熱機関

【熱機関】ブレイトンサイクルとは?わかりやすく徹底解説します

ブレイトンサイクルは、ガスタービンやジェットエンジンで利用される熱サイクルです。燃料を燃やして発生するガスを利用して推進力や回転力を得ることが出来ます。

この記事では、ブレイトンサイクルを利用してガスタービンやジェットエンジンがどのように動力を得るのか、また、効率良くエネルギーを取り出すためにはどうすればいいのかについて解説していきたいと思います。

こちらの記事は動画でも解説しているので、動画の方がいいという方はこちらもどうぞ。

ブレイトンサイクルとは?

ブレイトンサイクルはアメリカのジョージ・ブレイトンにちなんでつけられた熱サイクルで2つの断熱変化と2つの等圧変化によって構成されています。

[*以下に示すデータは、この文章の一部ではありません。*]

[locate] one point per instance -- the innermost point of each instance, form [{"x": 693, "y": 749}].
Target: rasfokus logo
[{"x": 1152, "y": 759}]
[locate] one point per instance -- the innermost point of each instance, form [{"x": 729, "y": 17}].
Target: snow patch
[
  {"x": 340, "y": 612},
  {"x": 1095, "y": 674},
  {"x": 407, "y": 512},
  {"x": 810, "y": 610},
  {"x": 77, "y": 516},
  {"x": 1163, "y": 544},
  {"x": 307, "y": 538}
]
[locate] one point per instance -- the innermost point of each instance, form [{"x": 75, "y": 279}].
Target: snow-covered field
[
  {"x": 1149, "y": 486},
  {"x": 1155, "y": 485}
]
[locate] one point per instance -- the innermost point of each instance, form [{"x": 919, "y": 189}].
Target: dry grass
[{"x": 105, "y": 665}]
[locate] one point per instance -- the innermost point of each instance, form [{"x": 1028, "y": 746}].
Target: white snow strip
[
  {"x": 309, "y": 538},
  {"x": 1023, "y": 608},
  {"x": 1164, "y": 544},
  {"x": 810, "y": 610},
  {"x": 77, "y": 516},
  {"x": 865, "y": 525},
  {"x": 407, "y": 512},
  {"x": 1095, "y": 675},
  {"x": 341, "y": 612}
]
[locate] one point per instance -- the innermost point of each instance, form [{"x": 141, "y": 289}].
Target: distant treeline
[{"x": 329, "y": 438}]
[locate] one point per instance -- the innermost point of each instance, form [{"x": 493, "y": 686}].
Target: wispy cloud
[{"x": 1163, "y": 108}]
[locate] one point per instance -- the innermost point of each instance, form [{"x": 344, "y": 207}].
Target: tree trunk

断熱圧縮により空気を圧縮し、燃料を噴霧して燃焼させ、断熱膨張によって仕事を得ることができます。

ブレイトンサイクルは主にガスタービンやジェットエンジンなどの内燃機関の動きを理想的なサイクルで表したもので、ブレイトンサイクルを理解することができれば、空気の圧力比を上げることが捏効率の向上につながることが分かります。

圧力比とは、圧縮機入口の圧力に対する出口圧力のことを表します。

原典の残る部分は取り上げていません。